Third-year research fellow
Class of 2024

My mother immigrated to the United States from Israel in 1982, before meeting my father in this country. I grew up on Long Island in New York state, but I’ve visited Israel many times because that’s where most of my family lives.

After my residency training, I decided to focus on endocrinology because the diseases we treat in this subspecialty require a deeper understanding of human metabolism and physiology than most other areas of medicine. My own research focuses on neuroendocrine tumors called pheochromocytoma and paraganglioma.

All the fellows are extremely committed to providing the highest level of care and applying the most up-to-date clinical research as appropriate. We like to have dinner together and spend time outdoors.

Jairo Noreña, MD

Second-year clinical fellow
Class of 2025

Stanford’s diverse patient population, including a substantial proportion of Hispanic patients, aligns closely with my priorities and reinforces my commitment to serving a broad range of communities.

I was born and raised in Colombia. I believe my cultural background has shaped my communication style, which incorporates showing empathy towards patients from diverse backgrounds. I feel this enhances my capacity to deliver culturally sensitive health care. This video, which had over 600,000 views on TikTok, exemplifies what I mean. And this one, on YouTube, has had more than 2 million views since I posted it four years ago. These are examples of my ongoing series of health education videos for Spanish-speaking viewers.

Angela Nina Rao, MD

Second-year clinical fellow
Class of 2025

I love the pathophysiology of endocrinology and the interplay of the feedback mechanisms. It is very gratifying to treat hormonal conditions and see improvement immediately in some cases. I have a particular interest in type 2 diabetes, and I enjoy talking about preventive health with my patients as I establish relationships with them. 

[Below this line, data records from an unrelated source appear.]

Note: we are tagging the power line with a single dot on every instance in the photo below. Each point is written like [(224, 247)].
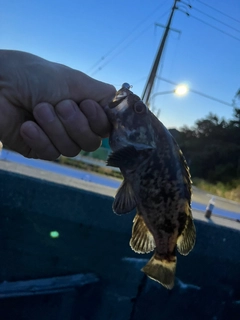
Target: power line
[(211, 17), (198, 92), (119, 51), (210, 25), (223, 13), (123, 39)]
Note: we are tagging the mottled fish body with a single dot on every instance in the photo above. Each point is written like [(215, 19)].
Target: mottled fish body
[(156, 182)]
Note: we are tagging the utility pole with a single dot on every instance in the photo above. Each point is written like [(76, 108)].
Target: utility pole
[(149, 84)]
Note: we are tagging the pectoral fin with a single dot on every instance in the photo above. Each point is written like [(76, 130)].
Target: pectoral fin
[(125, 200), (186, 240), (142, 240), (125, 157)]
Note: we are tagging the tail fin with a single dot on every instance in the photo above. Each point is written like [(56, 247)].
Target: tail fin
[(161, 270)]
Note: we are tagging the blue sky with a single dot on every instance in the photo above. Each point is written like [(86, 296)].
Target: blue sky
[(117, 42)]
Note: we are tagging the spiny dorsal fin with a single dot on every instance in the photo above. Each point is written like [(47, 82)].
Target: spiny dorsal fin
[(125, 200), (186, 240), (142, 240)]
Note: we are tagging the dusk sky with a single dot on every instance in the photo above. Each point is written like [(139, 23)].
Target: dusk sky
[(116, 42)]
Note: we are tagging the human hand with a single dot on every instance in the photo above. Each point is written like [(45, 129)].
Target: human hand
[(48, 109)]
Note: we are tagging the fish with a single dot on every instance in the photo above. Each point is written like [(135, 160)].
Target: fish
[(156, 182)]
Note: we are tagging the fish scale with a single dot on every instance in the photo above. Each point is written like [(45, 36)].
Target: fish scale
[(156, 183)]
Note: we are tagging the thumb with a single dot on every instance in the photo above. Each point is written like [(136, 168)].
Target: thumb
[(82, 87)]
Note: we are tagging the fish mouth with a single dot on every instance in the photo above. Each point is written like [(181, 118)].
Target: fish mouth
[(121, 95), (115, 103)]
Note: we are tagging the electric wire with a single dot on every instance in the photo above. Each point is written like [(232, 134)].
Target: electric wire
[(210, 25), (114, 48), (223, 13), (211, 17)]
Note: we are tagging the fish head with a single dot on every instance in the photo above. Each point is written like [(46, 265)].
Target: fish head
[(132, 121)]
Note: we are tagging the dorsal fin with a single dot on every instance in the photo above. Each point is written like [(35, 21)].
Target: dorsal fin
[(125, 200), (142, 240)]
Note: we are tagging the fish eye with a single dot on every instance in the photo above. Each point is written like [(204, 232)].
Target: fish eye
[(139, 107)]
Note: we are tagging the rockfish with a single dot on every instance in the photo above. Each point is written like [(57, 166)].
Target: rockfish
[(156, 182)]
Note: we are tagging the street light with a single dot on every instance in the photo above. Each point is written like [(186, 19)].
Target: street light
[(180, 90)]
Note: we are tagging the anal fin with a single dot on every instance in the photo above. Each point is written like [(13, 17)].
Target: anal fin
[(125, 200), (186, 240), (142, 240), (161, 270)]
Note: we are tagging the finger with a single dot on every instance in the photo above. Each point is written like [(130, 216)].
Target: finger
[(83, 87), (47, 119), (77, 126), (39, 143), (96, 117)]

One of the biggest strengths of our program is the bond we have as fellows. We regularly spend time together trying new restaurants, exploring the Bay Area, and competing against each other on game nights. I had a baby this year, and she has been welcomed into our fellow hangouts as well.

Susan Seav, MD

Class of 2024
Clinical Assistant Professor
Division of Endocrinology, Gerontology, and Metabolism

I was raised by a single mother who emigrated to the U.S. from Cambodia in the 1970s to escape the Khmer Rouge genocide. She had no formal education and relied heavily on the good faith of people to help when she was in need.

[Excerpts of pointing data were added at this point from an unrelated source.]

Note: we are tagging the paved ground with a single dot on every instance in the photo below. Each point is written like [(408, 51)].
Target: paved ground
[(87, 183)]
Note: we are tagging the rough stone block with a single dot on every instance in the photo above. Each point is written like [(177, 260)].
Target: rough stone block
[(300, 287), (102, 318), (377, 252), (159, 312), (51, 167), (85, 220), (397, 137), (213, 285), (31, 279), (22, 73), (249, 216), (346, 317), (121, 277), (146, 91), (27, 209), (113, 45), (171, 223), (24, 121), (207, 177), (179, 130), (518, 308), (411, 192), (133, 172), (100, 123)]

I have always wanted to pursue a career in academic medicine because I enjoy working with trainees, especially in an environment that fosters growth and intellectual stimulation. I ranked Stanford’s endocrinology fellowship No. 1 because of its reputation for excellent clinical training from world-renowned faculty. Being a tertiary referral center also brings in patients with challenging conditions that immensely enhance our exposure to rare diseases.